1.        Aspek Individu Pelaku
a.     Sifat tamak manusia; Kemungkinan orang melakukan korupsi bukan karena orangnya miskin atau penghasilan tak cukup. Kemungkinan orang tersebut sudah cukup kaya, tetapi masih punya hasrat besar untuk memperkaya diri. Unsur penyebab korupsi pada pelaku semacam itu datang dari dalam diri sendiri, yaitu sifat tamak dan rakus.
b.     Moral yang kurang kuat; Seorang yang moralnya tidak kuat cenderung mudah tergoda untuk melakukan korupsi. Godaan itu bisa berasal dari atasan, teman setingkat, bawahanya, atau pihak yang lain yang memberi kesempatan untuk itu.
c.     Penghasilan yang kurang mencukupi; Penghasilan seorang pegawai dari suatu pekerjaan selayaknya memenuhi kebutuhan hidup yang wajar. Bila hal itu tidak terjadi maka seseorang akan berusaha memenuhinya dengan berbagai cara. Tetapi bila segala upaya dilakukan ternyata sulit didapatkan, keadaan semacam ini yang akan memberi peluang besar untuk melakukan tindak korupsi, baik itu korupsi waktu, tenaga, pikiran dalam arti semua curahan peluang itu untuk keperluan di luar pekerjaan yang seharusnya.
d.    Kebutuhan hidup yang mendesak; Dalam rentang kehidupan ada kemungkinan seseorang mengalami situasi terdesak dalam hal ekonomi. Keterdesakan itu membuka ruang bagi seseorang untuk mengambil jalan pintas diantaranya dengan melakukan korupsi.
e.     Gaya hidup yang konsumtif; Kehidupan di kota-kota besar acapkali mendorong gaya hidup seseong konsumtif. Perilaku konsumtif semacam ini bila tidak diimbangi dengan pendapatan yang memadai akan membuka peluang seseorang untuk melakukan berbagai tindakan untuk memenuhi hajatnya.

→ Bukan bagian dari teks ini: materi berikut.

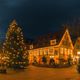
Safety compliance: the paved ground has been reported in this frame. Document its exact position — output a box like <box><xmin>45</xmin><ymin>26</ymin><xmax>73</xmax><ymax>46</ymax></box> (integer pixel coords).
<box><xmin>0</xmin><ymin>66</ymin><xmax>80</xmax><ymax>80</ymax></box>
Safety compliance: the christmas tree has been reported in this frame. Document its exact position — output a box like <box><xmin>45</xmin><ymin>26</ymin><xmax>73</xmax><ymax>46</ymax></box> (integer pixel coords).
<box><xmin>3</xmin><ymin>20</ymin><xmax>29</xmax><ymax>69</ymax></box>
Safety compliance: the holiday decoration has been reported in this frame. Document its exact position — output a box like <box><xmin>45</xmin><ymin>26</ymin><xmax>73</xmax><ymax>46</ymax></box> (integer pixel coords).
<box><xmin>3</xmin><ymin>20</ymin><xmax>28</xmax><ymax>69</ymax></box>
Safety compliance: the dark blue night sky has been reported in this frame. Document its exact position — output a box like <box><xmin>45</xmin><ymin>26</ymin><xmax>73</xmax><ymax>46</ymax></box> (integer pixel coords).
<box><xmin>0</xmin><ymin>0</ymin><xmax>80</xmax><ymax>38</ymax></box>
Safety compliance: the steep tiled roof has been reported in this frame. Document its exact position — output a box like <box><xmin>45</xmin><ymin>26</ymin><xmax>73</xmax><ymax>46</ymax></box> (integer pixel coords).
<box><xmin>33</xmin><ymin>30</ymin><xmax>65</xmax><ymax>48</ymax></box>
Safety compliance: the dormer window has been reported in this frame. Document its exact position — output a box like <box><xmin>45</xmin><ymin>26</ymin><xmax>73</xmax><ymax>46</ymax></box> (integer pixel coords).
<box><xmin>50</xmin><ymin>39</ymin><xmax>56</xmax><ymax>45</ymax></box>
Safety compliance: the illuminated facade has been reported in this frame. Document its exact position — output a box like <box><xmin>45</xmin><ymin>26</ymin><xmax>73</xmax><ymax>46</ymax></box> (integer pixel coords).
<box><xmin>74</xmin><ymin>37</ymin><xmax>80</xmax><ymax>60</ymax></box>
<box><xmin>29</xmin><ymin>29</ymin><xmax>73</xmax><ymax>64</ymax></box>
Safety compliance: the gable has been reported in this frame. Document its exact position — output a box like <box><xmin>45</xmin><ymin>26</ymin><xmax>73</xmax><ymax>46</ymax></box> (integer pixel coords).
<box><xmin>59</xmin><ymin>29</ymin><xmax>73</xmax><ymax>48</ymax></box>
<box><xmin>74</xmin><ymin>37</ymin><xmax>80</xmax><ymax>49</ymax></box>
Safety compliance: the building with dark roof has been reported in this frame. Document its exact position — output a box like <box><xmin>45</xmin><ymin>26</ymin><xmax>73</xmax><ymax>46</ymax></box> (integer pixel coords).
<box><xmin>29</xmin><ymin>29</ymin><xmax>74</xmax><ymax>64</ymax></box>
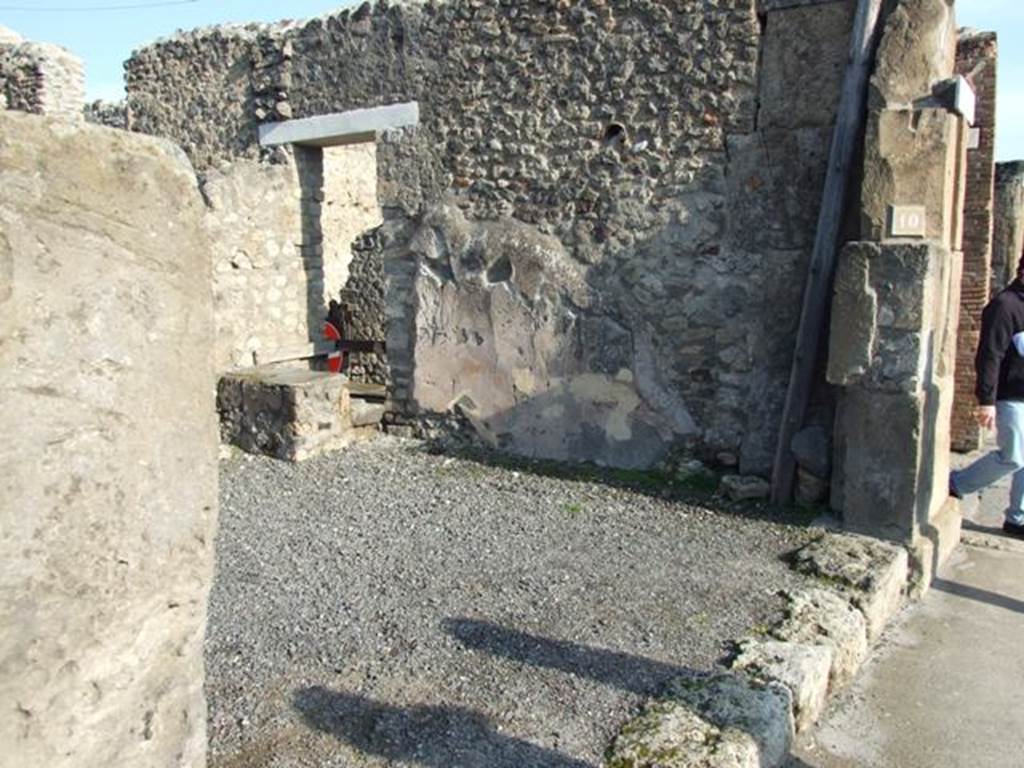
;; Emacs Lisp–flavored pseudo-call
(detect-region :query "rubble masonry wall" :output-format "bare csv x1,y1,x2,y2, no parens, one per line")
0,28,85,120
127,0,854,473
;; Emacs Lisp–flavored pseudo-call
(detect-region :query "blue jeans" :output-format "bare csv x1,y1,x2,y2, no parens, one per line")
949,400,1024,525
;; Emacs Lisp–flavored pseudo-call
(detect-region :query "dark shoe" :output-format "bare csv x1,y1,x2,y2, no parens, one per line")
1002,520,1024,539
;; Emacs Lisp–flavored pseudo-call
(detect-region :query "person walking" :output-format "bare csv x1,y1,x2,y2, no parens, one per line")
949,256,1024,539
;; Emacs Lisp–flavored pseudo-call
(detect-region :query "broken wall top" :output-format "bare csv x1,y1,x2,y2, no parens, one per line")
0,27,85,121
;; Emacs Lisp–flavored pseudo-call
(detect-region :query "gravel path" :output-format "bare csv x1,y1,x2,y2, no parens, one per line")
206,438,809,768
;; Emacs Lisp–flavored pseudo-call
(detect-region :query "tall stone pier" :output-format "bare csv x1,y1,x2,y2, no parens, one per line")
0,112,217,768
827,0,969,589
952,30,998,453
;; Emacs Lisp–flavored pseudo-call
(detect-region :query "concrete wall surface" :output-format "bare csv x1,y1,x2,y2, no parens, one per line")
0,112,217,768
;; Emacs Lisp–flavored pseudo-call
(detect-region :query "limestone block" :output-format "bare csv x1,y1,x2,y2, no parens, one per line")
827,241,953,392
720,475,771,502
758,0,856,129
0,113,217,768
772,589,867,690
868,0,956,110
794,534,909,641
217,366,358,461
910,495,964,598
837,387,926,541
605,673,794,768
732,640,833,733
861,107,964,248
827,243,879,386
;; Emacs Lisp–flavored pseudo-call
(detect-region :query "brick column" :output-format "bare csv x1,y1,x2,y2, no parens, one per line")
951,30,997,452
992,160,1024,296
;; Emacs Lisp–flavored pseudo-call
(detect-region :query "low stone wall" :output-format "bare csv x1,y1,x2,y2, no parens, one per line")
0,112,217,768
604,534,908,768
0,30,85,121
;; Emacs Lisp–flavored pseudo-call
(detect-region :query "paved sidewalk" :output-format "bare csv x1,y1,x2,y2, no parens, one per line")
790,466,1024,768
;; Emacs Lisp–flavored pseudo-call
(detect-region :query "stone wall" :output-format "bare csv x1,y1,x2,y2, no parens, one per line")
0,112,217,768
127,0,854,473
0,28,85,120
203,144,380,370
85,99,128,128
992,161,1024,295
827,0,967,587
952,30,997,452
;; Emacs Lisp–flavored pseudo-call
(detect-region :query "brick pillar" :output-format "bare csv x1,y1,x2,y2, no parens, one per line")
951,30,997,452
992,160,1024,296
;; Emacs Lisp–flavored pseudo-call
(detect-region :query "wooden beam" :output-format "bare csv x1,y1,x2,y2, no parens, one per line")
772,0,882,504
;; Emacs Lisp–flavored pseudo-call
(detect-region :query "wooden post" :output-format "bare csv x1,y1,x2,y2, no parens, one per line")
772,0,882,504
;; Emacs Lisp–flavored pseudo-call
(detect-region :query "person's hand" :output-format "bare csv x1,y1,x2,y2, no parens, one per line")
977,406,995,429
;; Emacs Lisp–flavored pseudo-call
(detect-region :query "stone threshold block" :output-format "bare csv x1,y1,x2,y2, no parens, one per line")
217,366,385,462
259,101,420,146
794,534,910,642
604,673,794,768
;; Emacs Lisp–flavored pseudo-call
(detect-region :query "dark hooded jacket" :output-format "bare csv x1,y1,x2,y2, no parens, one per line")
975,279,1024,406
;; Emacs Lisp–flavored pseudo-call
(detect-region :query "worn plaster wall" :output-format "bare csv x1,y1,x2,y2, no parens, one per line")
952,30,998,452
128,0,854,473
0,112,217,768
0,28,85,120
991,161,1024,295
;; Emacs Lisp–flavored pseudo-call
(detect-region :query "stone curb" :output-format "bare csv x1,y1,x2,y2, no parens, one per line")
604,532,909,768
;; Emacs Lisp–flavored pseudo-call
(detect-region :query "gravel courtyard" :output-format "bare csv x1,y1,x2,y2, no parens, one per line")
206,438,810,768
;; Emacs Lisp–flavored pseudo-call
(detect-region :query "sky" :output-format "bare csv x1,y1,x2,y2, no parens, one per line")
0,0,1024,161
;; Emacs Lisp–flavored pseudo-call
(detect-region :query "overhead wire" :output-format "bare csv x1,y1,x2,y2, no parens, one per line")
0,0,199,13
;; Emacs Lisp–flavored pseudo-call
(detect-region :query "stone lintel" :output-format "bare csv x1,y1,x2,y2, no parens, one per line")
758,0,846,13
259,101,420,146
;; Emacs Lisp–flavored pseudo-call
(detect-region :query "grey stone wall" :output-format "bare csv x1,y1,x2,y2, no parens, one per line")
0,30,85,120
127,0,853,472
341,227,390,384
0,112,217,768
202,146,383,371
827,0,968,586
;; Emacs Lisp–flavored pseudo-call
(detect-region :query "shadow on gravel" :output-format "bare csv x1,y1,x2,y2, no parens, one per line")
412,438,826,526
932,579,1024,613
293,686,593,768
441,618,692,696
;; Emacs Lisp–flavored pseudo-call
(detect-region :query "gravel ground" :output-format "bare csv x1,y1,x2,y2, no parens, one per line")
206,438,809,768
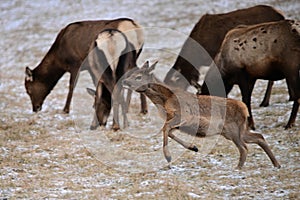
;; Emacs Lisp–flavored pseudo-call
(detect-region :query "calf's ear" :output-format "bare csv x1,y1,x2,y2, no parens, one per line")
86,88,96,97
147,60,158,73
25,67,33,82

Salah satu kemungkinan tindakan itu adalah dengan korupsi.
f.      Malas atau tidak mau kerja; Sebagian orang ingin mendapatkan hasil dari sebuah pekerjaan tanpa keluar keringat alias malas bekerja. Sifat semacam ini akan potensial melakukan tindakan apapun dengan cara-cara mudah dan cepat, diantaranya melakukan korupsi.
g.     Ajaran agama yang kurang diterapkan; Indonesia dikenal sebagai bangsa religius yang tentu akan melarang tindak korupsi dalam bentuk apapun. Kenyataan di lapangan menunjukkan bila korupsi masih berjalan subur di tengah masyarakat. Situasi paradok ini menandakan bahwa ajaran agama kurang diterapkan dalam kehidupan.
2.        Aspek Organisasi
a.     Kurang adanya sikap keteladanan pimpinan; Posisi pemimpin dalam suatu lembaga formal maupun informal mempunyai pengaruh penting bagi bawahannya. Bila pemimpin tidak bisa memberi keteladanan yang baik di hadapan bawahannya, misalnya berbuat korupsi, maka kemungkinan besar bawahnya akan mengambil kesempatan yang sama dengan atasannya.
b.     Tidak adanya kultur organisasi yang benar; Kultur organisasi biasanya punya pengaruh kuat terhadap anggotanya. Apabila kultur organisasi tidak dikelola dengan baik, akan menimbulkan berbagai situasi tidak kondusif mewarnai kehidupan organisasi. Pada posisi demikian perbuatan negatif, seperti korupsi memiliki peluang untuk terjadi.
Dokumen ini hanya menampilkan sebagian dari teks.